SmolVLA (Small Vision-Language-Action)

Best for: Lightweight vision-language tasks
Use case: Simple manipulation with natural language

Diffusion Policy

Best for: High-precision continuous control
Use case: Precise assembly, drawing, writing

📊 Monitoring & Debugging

Using the Web Interface

The Gradio UI provides real-time monitoring:

Active Sessions: View all running inference sessions
Performance Metrics: Inference rate, control rate, camera FPS
Action Queue: Current action buffer status
Error Logs: Real-time error tracking

Using the REST API

# Check active sessions
curl http://localhost:7860/api/sessions

# Get detailed session info
curl http://localhost:7860/api/sessions/my_robot_session

# Stop a session
curl -X POST http://localhost:7860/api/sessions/my_robot_session/stop

# Emergency stop all sessions
curl -X POST http://localhost:7860/api/debug/emergency_stop

🔧 Configuration

Multi-Camera Setup

# Configure multiple camera angles
session_config = {
    "camera_names": ["front_cam", "wrist_cam", "overhead_cam", "side_cam"],
    # Each camera gets its own TransportServer room
}

Custom Joint Mappings

The server handles various robot joint naming conventions automatically:

LeRobot names: shoulder_pan_joint, shoulder_lift_joint, elbow_joint, etc.
Custom names: base_rotation, shoulder_tilt, elbow_bend, etc.
Alternative names: joint_1, joint_2, base_joint, etc.

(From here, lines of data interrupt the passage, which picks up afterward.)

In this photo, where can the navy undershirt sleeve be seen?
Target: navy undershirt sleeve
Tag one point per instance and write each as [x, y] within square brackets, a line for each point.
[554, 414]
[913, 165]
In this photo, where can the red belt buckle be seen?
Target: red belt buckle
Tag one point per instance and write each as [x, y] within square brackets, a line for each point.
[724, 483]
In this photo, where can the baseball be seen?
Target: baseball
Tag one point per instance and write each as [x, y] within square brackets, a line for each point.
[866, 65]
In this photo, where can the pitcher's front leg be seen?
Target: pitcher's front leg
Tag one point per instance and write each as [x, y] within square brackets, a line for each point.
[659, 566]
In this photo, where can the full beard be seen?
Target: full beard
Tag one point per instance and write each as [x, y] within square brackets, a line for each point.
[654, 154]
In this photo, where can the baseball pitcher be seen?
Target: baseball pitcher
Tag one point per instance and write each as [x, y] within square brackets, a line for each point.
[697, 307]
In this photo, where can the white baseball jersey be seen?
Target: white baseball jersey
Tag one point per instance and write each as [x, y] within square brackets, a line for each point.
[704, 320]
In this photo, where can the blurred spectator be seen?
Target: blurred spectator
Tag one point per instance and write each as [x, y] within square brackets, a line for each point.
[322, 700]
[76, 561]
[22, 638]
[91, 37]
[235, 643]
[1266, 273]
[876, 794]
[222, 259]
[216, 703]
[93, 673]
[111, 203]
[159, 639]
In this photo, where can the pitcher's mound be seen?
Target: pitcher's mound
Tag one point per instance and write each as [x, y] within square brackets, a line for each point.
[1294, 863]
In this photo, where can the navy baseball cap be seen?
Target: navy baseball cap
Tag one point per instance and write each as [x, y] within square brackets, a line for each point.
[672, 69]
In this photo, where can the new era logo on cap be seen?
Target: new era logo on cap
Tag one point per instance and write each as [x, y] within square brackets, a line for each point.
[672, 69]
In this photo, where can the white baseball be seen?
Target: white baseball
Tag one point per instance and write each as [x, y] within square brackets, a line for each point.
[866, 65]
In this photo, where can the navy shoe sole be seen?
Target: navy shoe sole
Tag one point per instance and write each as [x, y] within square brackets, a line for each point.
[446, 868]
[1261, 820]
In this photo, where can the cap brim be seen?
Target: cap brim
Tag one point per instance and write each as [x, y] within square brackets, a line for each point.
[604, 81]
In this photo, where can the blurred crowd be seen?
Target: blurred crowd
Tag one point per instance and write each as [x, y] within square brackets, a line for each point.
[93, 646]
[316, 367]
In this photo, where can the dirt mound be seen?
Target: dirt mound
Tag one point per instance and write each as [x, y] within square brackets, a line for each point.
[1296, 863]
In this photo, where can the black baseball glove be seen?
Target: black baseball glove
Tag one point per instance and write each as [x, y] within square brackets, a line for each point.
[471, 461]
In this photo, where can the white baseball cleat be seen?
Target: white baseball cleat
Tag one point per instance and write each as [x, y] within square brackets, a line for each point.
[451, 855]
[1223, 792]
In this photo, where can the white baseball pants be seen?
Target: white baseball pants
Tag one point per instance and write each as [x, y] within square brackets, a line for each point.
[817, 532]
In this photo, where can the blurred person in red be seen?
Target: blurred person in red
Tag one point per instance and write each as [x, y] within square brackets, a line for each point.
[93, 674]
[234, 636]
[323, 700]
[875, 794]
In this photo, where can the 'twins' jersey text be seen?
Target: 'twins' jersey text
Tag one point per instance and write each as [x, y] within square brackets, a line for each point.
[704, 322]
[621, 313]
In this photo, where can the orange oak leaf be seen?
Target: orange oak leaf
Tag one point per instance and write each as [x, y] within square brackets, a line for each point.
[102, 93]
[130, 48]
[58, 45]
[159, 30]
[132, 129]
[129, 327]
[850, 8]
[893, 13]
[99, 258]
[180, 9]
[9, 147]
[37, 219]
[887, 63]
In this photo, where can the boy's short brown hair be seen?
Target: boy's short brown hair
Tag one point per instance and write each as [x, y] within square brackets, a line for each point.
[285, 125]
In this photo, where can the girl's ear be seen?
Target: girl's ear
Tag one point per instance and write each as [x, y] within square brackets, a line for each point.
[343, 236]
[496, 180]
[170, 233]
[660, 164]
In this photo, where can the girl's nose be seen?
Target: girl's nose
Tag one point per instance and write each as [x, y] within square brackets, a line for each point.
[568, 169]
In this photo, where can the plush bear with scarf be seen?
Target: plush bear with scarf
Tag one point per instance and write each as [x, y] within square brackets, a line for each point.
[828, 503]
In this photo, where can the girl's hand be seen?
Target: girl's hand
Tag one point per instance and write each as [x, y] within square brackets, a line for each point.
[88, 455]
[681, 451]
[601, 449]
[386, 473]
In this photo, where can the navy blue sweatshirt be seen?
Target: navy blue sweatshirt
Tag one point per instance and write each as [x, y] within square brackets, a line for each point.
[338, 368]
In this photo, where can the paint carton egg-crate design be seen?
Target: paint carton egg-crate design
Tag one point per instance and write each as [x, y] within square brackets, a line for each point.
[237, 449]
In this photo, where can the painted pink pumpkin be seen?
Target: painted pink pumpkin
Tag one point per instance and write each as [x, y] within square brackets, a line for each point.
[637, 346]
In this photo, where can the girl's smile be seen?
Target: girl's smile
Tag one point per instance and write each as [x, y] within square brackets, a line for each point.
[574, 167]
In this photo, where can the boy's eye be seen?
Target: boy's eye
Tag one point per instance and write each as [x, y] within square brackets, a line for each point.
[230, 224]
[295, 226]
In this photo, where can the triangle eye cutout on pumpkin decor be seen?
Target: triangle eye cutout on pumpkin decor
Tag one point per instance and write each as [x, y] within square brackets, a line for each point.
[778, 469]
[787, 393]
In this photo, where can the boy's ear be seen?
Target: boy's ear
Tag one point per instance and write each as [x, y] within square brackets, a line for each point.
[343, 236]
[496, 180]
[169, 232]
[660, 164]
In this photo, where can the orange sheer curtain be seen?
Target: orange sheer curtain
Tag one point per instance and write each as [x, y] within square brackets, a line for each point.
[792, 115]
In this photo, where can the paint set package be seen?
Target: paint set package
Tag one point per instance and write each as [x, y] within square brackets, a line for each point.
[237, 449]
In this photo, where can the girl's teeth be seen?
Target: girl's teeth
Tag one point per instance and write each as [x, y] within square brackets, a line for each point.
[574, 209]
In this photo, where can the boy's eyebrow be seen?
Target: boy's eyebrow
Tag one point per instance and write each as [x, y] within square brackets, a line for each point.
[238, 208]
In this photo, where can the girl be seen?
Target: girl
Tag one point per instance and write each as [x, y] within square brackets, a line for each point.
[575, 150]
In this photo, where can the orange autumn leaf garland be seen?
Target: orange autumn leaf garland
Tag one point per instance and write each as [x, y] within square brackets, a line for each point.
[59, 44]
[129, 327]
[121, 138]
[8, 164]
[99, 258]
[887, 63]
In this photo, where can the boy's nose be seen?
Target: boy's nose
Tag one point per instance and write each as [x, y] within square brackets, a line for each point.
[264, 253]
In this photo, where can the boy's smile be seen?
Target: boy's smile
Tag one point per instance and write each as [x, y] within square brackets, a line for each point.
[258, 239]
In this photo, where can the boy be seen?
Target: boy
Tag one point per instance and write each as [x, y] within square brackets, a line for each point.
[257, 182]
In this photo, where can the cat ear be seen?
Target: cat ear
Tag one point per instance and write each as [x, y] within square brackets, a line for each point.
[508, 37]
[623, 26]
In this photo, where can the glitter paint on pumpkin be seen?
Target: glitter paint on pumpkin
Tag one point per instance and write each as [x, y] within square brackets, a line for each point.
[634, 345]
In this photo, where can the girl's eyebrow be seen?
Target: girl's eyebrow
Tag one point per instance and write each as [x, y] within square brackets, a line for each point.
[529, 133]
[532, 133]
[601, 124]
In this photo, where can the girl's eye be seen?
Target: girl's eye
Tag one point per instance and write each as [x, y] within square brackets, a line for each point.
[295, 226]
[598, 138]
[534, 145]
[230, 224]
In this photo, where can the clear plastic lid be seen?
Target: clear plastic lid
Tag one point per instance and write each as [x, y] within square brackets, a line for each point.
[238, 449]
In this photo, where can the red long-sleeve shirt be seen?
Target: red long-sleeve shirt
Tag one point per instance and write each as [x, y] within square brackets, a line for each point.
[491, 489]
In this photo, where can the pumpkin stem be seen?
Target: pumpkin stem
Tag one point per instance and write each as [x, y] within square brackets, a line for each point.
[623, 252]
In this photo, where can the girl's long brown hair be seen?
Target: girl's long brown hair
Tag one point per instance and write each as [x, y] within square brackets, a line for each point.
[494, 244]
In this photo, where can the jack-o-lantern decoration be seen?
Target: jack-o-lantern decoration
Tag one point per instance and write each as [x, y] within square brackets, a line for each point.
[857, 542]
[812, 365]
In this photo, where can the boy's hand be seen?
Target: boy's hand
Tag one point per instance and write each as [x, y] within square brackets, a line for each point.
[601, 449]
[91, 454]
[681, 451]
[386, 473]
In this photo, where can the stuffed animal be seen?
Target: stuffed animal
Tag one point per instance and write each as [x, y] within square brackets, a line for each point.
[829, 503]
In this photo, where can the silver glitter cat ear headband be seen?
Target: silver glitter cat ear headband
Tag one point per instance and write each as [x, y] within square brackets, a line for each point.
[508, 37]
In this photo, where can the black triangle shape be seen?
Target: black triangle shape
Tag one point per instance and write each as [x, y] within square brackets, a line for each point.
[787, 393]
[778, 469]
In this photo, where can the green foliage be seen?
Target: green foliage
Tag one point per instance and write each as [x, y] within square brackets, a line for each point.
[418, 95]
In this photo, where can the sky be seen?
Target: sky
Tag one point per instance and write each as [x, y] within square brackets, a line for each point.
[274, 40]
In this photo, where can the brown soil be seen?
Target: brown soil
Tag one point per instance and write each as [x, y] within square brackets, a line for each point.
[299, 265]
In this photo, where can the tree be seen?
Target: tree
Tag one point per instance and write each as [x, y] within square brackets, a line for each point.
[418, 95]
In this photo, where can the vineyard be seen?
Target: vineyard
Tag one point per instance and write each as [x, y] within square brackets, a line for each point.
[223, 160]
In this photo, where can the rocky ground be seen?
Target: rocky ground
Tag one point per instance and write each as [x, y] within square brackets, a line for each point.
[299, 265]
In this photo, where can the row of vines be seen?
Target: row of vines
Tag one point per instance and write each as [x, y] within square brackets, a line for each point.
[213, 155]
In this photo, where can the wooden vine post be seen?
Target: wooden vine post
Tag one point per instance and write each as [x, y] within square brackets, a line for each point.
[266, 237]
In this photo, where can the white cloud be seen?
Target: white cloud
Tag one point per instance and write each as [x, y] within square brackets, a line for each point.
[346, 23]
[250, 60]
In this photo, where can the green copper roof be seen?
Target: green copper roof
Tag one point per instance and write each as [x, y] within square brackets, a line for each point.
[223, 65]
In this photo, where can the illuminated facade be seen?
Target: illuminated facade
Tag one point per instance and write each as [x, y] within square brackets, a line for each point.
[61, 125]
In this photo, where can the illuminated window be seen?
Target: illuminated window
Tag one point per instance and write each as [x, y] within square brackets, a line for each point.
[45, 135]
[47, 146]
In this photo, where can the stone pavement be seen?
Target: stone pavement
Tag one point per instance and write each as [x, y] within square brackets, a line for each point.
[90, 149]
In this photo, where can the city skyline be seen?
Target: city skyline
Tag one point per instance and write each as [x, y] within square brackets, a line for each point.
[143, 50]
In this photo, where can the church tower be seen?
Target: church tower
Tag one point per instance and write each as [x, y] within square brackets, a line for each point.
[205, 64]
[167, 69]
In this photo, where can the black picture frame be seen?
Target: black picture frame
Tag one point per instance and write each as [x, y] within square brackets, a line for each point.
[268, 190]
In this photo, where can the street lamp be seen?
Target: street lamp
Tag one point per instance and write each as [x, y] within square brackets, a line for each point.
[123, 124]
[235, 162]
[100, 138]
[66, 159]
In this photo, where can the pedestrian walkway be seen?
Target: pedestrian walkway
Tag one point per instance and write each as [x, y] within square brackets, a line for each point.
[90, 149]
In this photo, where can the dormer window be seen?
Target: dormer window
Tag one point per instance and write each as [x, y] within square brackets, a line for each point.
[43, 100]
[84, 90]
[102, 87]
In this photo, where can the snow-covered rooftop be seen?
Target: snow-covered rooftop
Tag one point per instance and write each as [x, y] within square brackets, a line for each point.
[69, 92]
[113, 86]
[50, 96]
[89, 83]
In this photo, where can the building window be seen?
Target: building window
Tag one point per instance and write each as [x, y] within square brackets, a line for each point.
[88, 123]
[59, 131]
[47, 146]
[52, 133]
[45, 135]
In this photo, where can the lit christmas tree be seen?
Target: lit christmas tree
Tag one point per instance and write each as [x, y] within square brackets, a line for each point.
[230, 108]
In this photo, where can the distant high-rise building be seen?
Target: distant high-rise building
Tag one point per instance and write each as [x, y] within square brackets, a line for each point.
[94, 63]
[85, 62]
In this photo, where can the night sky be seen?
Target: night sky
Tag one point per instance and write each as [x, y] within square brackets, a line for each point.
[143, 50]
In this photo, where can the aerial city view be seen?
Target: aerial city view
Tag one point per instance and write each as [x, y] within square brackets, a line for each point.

See src/inference_server/models/joint_config.py for full mapping details.

🔌 Integration Examples

Standalone Python Application

import asyncio
from transport_server_client import RoboticsProducer, RoboticsConsumer  
from transport_server_client.video import VideoProducer
import httpx

class RobotAIController:
    def __init__(self):
        self.inference_client = httpx.AsyncClient(base_url="http://localhost:7860/api")
        self.transport_url = "http://localhost:8000"
        
    async def start_ai_control(self, task_description: str):
        # 1. Create inference session
        session_config = {
            "session_id": f"task_{int(time.time())}",
            "policy_path": "./checkpoints/general_manipulation_act",
            "policy_type": "act",
            "camera_names": ["front", "wrist"],
            "language_instruction": task_description
        }
        
        response = await self.inference_client.post("/sessions", json=session_config)
        session_data = response.json()
        
        # 2. Connect robot to the same workspace/rooms
        await self.connect_robot_hardware(session_data)
        
        # 3. Start AI inference
        await self.inference_client.post(f"/sessions/{session_config['session_id']}/start")
        
        print(f"🤖 AI control started for task: {task_description}")

# Usage
controller = RobotAIController()
await controller.start_ai_control("Pick up the blue cup and place it on the shelf")

🚨 Safety & Best Practices

Emergency Stop: Built-in emergency stop via API: /sessions/{id}/stop
Joint Limits: All joint values are normalized (most joints -100 to +100, gripper 0 to +100)
Hardware Limits: Robot driver should enforce actual hardware joint limits
Session Timeouts: Automatic cleanup prevents runaway processes
Error Handling: Graceful degradation when cameras disconnect

🚀 Deployment

Local Development

# All services on one machine
python launch_simple.py  # Inference Server with UI

Production Setup

# Server only (no UI)
python -m inference_server.cli --server-only --host localhost --port 7860

# Or with Docker
docker run -p 7860:7860 robothub-inference-server